10-06-04 - HARBOR FLY BROWNS?! ABSURDLY FUN!
Waters Fished: Kenosha Harbor
Fish Caught: 0/1?
Outing Date: 10-06-04
Air Temp: 50's
Water Temp: N/A
Water Level: normal
Water Color: 2-3' visibility
Fish Species: Steelhead, Brown Trout
Pattern Fished: Kastmasters, Various Streamers
Pattern Color: I went with light (white) and dark (brown/black) streamers
Fishing Quality: better than last time.
"HOLY SHIT" I shouted as my fly rod doubled over and line started SILENTLY peeling off my reel. SILENTLY because the drag got fried back in Canada...I think it got sand in it or something. I jumped from rock to rock, easily 20 feet above the water surface, then scurried down while holding my rod high, the line just clearing the rip rap as the fish dove deep. Rounding the corner I chased my fish as it swam along the wall...if it could this fish would take me all the way to open water! The 7wt. was nothing more than a slight shock absorber that kept me tethered to the beast. "PLEASE BE FAIR" I bemoaned, followed with " and don't be a carp", knowing that I wasn't getting the usual brown trout "headshakes" and I had no ability to turn the fish around. As I got it up, it really occurred to me that fair or foul, this fish totally had me beat...all I could do was hold on. The neighboring angler ALMOST got it in the net, but at the last second it slipped underneath. Moments later my tippet finally gave out as I tried to put the uber-hurt on this fish. Fair...foul...can't say we'll ever know (unless someone gets a big male brown swimming around with 2 streamers attached).
How did my evening come to this? Simply put, I was going to give Kenosha Harbor another shot. DNR info suggested that the South Pier might be good; I made a cursory swing through the regular spots and didn't see any of my buddies cars, so I headed east. I don't have a net long enough for that area so when I arrived at 8:30 PM and found no one I was pretty sure I'd be SOL should things actually go my way. Fortunately, things DID NOT go my way..not a single hookup in the 30 minutes I spent casting.
I figured I may have to simply go around the entire harbor, spending just a bit of time at various spots until I found a good one. When I arrived back at the southwest rocks, I noticed a guy was fly casting. I didn't give it much thought at first...
Meanwhile I was casting spoons, watching fish surface now and again. When I finished one of my many casts, I looked down to see if my spoon was near the surface when I noticed a fish holding on the shade line less than a foot underneath the surface. Curious, I simply dangled my spoon about 2 feet away.

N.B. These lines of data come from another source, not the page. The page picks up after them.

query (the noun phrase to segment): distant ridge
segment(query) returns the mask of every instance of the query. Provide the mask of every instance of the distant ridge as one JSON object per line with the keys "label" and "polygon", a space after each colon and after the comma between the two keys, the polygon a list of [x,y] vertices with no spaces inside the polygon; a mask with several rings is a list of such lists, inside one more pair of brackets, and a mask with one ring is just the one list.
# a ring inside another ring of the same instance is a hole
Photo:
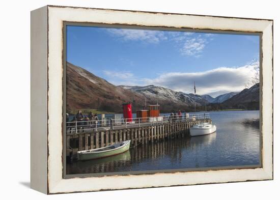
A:
{"label": "distant ridge", "polygon": [[[248,106],[246,102],[258,102],[258,100],[257,87],[245,89],[239,94],[230,93],[214,98],[208,95],[200,96],[186,94],[154,85],[116,86],[68,62],[67,63],[66,74],[67,110],[97,109],[121,113],[122,104],[130,102],[132,103],[133,111],[135,112],[137,109],[143,109],[145,98],[147,104],[156,103],[157,95],[162,112],[177,111],[179,109],[193,110],[194,102],[197,108],[204,106],[205,98],[207,104],[218,104],[233,107],[238,107],[239,104],[242,105],[241,107]],[[250,94],[251,93],[254,94]]]}

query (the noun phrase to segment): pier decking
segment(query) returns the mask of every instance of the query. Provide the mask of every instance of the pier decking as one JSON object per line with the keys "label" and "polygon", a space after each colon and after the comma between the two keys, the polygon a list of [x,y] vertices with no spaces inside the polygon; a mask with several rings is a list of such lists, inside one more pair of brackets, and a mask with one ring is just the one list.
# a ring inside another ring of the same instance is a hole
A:
{"label": "pier decking", "polygon": [[175,121],[162,120],[156,123],[120,125],[97,127],[66,134],[66,155],[70,152],[97,149],[131,140],[131,147],[140,144],[156,142],[160,140],[189,136],[189,128],[201,123],[212,123],[209,116],[203,118],[179,119]]}

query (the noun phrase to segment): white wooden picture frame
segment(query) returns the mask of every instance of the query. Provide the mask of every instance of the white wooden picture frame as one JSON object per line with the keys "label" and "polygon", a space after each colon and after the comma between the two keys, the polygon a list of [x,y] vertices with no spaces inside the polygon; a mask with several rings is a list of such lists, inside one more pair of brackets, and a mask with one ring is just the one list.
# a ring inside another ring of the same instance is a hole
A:
{"label": "white wooden picture frame", "polygon": [[[67,178],[63,174],[64,22],[261,35],[261,166]],[[47,6],[31,12],[31,187],[46,194],[273,179],[273,20]]]}

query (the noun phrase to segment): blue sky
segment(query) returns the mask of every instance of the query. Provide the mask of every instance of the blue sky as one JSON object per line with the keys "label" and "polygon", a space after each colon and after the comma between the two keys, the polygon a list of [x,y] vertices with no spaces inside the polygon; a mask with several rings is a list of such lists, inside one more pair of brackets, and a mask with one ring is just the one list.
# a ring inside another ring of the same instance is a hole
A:
{"label": "blue sky", "polygon": [[67,26],[67,61],[115,85],[239,92],[259,50],[255,35]]}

Now as best as I can surmise I know I was caught off guard and turned to my left to see the end of a large brown's crash on the surface. While momentarily distracted, not paying any attention to the rod in my hands, dangling spoon or fish below me, I either must have lifted my rod to cast or the fish literally swam into my spoon. In any event, while still looking to my left, the rod in my hands jerked violently and line started ROARING in spastic spurts from my reel. Obviously my attention was now back where it belonged as a silver fish cartwheeled repeatedly at the surface, ripping out more and more line.
To sum it up, someone came down with a net and we got the fish landed...it was fouled in the belly. I took just enough time to ID this fish as a stunning chrome hen and then, amidst a flurry of inquiries from onlookers asking why I wasn't keepin the fish, asked the gentleman with the net to release this fish. I must have had to explain 10 times that the fish was fouled and that it's not legal or ethical to keep a fouled fish.
So here I am, having inadvertently fouled on a steelhead, when the guy who was fly fishin' ties into a large fish and loses it. He's been stripping silver streamers and has seen several fish working the shore by his feet. Right then and there I kinda decided that if I was gonna get skunked again, it might as well be on the fly rod. NO one was around, wind was really mild, and fish were hitting close to the surface.
Well it turned out that salmon smolts must have been recently stocked, as they were all bunched up like baitfish in the corner. The salmon were crusing around the "baitfish ball", periodically taking slashes at these perfectly edible (and stupid) snacks. It reminded me of some videos I've seen of sharks attacking schooled-up baitfish. I gave my fly-angling friend a fair amount of room, casting from the rocks instead of the wall.
Now it's not like the big browns were thick or anything, but they were indeed out cruising. As I stood on the rocks, I watched a big brown pass through the shallows repeatedly. As the evening wore on I noticed a tail poking from the water; a large fish was sitting face down feeding off the rocks. I placed 3 casts before being within "the zone" and let the flies sink. My line went tight, I set the hook, and now we're back to the start of this story.